It4innovations / hyperqueue

Scheduler for sub-node tasks for HPC systems with batch scheduling
https://it4innovations.github.io/hyperqueue
MIT License
272 stars 21 forks source link

Add option to connect via IPv4 #539

Closed ghuls closed 1 year ago

ghuls commented 1 year ago

Hostnames in our cluster have IPv4 and IPv6 addresses, but the IPv6 addresses are not reachable from other nodes.

It would be great if it was possible to force to connect via IPv4 if requested.

ghuls commented 1 year ago

Just to add.

A local worker on the same host as the server, can connect. On worker on another machine can't connect to the IPv6 address, but can connect if the server was started with the IPv4 address instead of a hostname.

Kobzol commented 1 year ago

Hi.
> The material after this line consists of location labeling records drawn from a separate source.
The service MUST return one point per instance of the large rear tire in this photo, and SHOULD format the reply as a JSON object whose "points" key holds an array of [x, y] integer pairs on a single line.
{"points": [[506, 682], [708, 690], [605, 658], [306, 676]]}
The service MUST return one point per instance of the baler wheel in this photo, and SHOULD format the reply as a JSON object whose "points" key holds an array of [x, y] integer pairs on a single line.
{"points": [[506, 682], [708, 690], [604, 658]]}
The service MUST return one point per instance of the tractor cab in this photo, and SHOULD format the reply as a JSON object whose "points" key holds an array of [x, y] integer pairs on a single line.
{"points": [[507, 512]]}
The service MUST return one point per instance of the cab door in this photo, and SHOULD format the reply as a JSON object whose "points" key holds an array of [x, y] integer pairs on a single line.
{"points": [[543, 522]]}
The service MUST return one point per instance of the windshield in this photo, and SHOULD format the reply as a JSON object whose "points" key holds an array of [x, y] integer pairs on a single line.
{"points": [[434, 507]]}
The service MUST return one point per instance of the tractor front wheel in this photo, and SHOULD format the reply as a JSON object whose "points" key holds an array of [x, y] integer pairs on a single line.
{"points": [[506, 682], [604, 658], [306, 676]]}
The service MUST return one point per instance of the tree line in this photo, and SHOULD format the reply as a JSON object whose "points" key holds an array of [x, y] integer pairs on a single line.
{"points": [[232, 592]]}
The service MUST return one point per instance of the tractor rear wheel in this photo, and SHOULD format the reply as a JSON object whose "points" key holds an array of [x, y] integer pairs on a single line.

I see several ways of resolving this.

1) Currently, the server starts to listen basically on IPv4 0.0.0.0:<port>. We could add the option for the server to listen on IPv6 instead, like hq server start --ip-version=6. 2) Currently, the worker connects to the first address returned by the DNS lookup of the server's hostname, which is, in retrospect, incorrect, because on your cluster the first address is probably IPv6. I changed the code in https://github.com/It4innovations/hyperqueue/pull/541 so that it tries all the addresses. This will only work if your DNS can actually resolve to the IPv4 address of the server though.

I will send you a link to binary that you can try after the CI on that PR completes.

Kobzol commented 1 year ago

You can try the modified binary here.

ghuls commented 1 year ago

2. This will only work if your DNS can actually resolve to the IPv4 address of the server though.

The DNS server we use has both IPv6 and IPv4 addresses for the host server.

https://github.com/It4innovations/hyperqueue/pull/541 fixes the problem for me indeed.

Kobzol commented 1 year ago

Great, thanks for confirming it! The change will appear in the next stable release, you can use the provided binary in the meantime.